RZ-Sicherheit : Kompakt geprüft : Sicherheitsanalyse von Rechenzentren
Der HV-Benchmark (HVB) ist ein Bewertungsschema, mit dem die Verlässlichkeit von IT-Dienstleistungen unter besonderer Berücksichtigung von Aspekten der Hochverfügbarkeit (HV) bestimmt werden kann. Mit dem Einsatz des HVB reduziert sich die Komplexität der Prüfung eines Rechenzentrums im Vergleich zu einer Revision oder Auditierung deutlich, ohne die Aussagekraft im gleichen Maß herabzusetzen. Er soll und kann allerdings eine Auditierung oder Revision nicht ersetzen.

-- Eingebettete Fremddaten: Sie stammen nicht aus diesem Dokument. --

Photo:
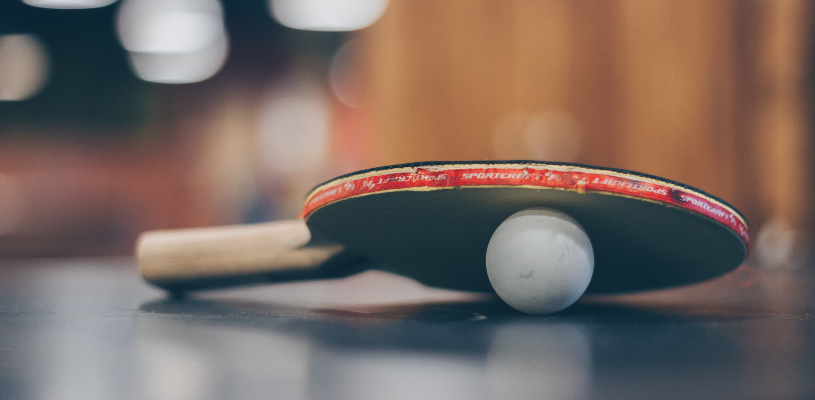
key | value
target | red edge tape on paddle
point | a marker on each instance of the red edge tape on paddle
(580, 179)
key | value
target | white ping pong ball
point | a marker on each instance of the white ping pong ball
(540, 261)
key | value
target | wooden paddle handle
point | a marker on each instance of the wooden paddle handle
(199, 258)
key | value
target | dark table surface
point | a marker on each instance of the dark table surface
(92, 329)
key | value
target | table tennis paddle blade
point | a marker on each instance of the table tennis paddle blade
(217, 257)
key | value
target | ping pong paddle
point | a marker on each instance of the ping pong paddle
(432, 221)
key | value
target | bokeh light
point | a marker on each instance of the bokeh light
(173, 41)
(327, 15)
(181, 67)
(25, 66)
(69, 4)
(344, 75)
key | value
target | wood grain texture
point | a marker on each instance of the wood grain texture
(712, 94)
(168, 256)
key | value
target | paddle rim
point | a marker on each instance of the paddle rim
(426, 176)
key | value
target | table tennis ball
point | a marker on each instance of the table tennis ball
(539, 261)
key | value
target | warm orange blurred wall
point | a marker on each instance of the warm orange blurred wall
(714, 94)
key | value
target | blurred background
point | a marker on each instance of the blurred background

Von Marc Carreño Fernandez und Dr. Markus Held, BSI
Rechenzentren (RZ) müssen geschützt werden. Dabei will die Standortwahl gut überlegt sein, der Aufwand für Bau und Betrieb ist sehr hoch und kostenintensiv, die Gestaltung bedarf zahlreicher strategischer Investitions- und Risikoentscheidungen und die Sicherheitsaspekte spielen eine entscheidende Rolle. Verlässlichkeit und insbesondere Verfügbarkeit sind dabei zentrale Anforderungen, denen ein Rechenzentrum gerecht werden muss.
Verlässlichkeit schaffen
Die für ein Rechenzentrum maßgeblichen Aspekte der Verlässlichkeit werden durch zahlreiche Rahmenwerke (z. B. ITIL v3, COBIT 5, ISO 27001, IT-Grundschutz, HV-Kompendium, technische Normen und Richtlinien) beschrieben. Der Begriff umfasst die Erwartung, dass eine IT-Dienstleistung – im Vorfeld nachweisbar und nachvollziehbar – die angeforderten Funktionen erfüllt. Leider sind die Idealvorstellungen der ersten Planungsschritte und die spätere Realität eines in Betrieb befindlichen RZ nicht deckungsgleich. Um feststellen zu können, wie es um die tatsächliche Verlässlichkeit einer IT-Dienstleistung oder eines RZ bestellt ist, bedarf es geeigneter Werkzeuge. Ein derartiges Werkzeug ist der Hochverfügbarkeits-Benchmark (HVB). Damit ist es möglich, mit relativ geringem Aufwand die Verlässlichkeit einer IT-Dienstleistung zu ermitteln und so zu einer strategischen Bewertung des RZ beizutragen.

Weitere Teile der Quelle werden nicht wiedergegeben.